Film from Atikameksheng Anishnawbek member to screen nationally in theatres
By Sam Laskaris
ATIKAMEKSHENG ANISHNAWBEK FIRST NATION – Darlene Naponse is thrilled one of her films is set to take its next step.
Naponse, a member of Atikameksheng Anishnawbek First Nation near Sudbury, is the director of STELLAR, which is opening in theatres across the country on Sept. 22.
STELLAR had its world premiere at the Toronto International Film Festival last year. The film was also screened at the imagineNATIVE Film + Media Arts Festival last fall.
Additionally it was shown at various other festivals throughout Canada, the United States and even Finland.
Naponse is pleased STELLAR is now set for a theatrical run, primarily at Cineplex locations in Sudbury, Toronto, Vancouver, Winnipeg, Saskatoon and Victoria.
“We’re excited that people are going to experience it on screen in the theatres,” Naponse said. “That’s the excitement about making a film – just going to the cinema is that wonder and beauty of going to the cinema. But then I really love that people can experience this on a full screen while the sound is surrounding them.”
STELLAR is an 86-minute contemporary Indigenous romance film based in northern Ontario.
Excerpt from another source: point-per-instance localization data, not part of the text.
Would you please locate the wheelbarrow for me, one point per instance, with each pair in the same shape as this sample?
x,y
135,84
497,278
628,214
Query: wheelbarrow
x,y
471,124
It features a pair of characters, known only as She (Elle-Maija Tailfeathers) and He (Braeden Clarke), who have a romantic connection in a bar while natural catastrophes are happening outside.
Tailfeathers is from Kainai Nation in Alberta while Clarke is a member of the Mikisew Cree First Nation, also in Alberta.
STELLAR was spawned from a short story Naponse had written.
“I wrote that several years ago,” she said. “I was going through a hard time in my relationship, that was a long relationship, and it was just in those moments. I was just trying to connect in some sense. So, I thought about these two peoples in this bar, kind of broken, trying to connect and it just kind of evolved from that.”
Naponse said while writing her story, and ensuing film, she was thinking about peoples’ pasts and how much they have to deal with. She added life can be even more challenging for an Indigenous person trying to find love while also living with historical trauma.
“I wanted to heighten that and put them in those moments,” Naponse said of her principal characters. “I hope that (viewers) really find the beauty and the hope in it. I really hope that they see the wonder about these two characters.”
In STELLAR, She and He are the main patrons of the bar. They ignore each other at first. But when they accidentally touch, a meteorite crashes onto the land. The resulting chaos outside the bar includes streaking fireballs and a tsunami.
Naponse was determined to write a film about more than just love.
“(It’s about) realistically talking about the larger issues on a different level and understanding people and perspectives,” she said. “It’s about love. It’s about touch. It’s about all those historical issues that affect us daily and how we navigate through life today.
“Adding the worlds of the magic realism and just being able to place their stories on so many different levels and in so many different worlds. So, when those worlds collide, it tells their stories, it tells their histories and it tells their future.”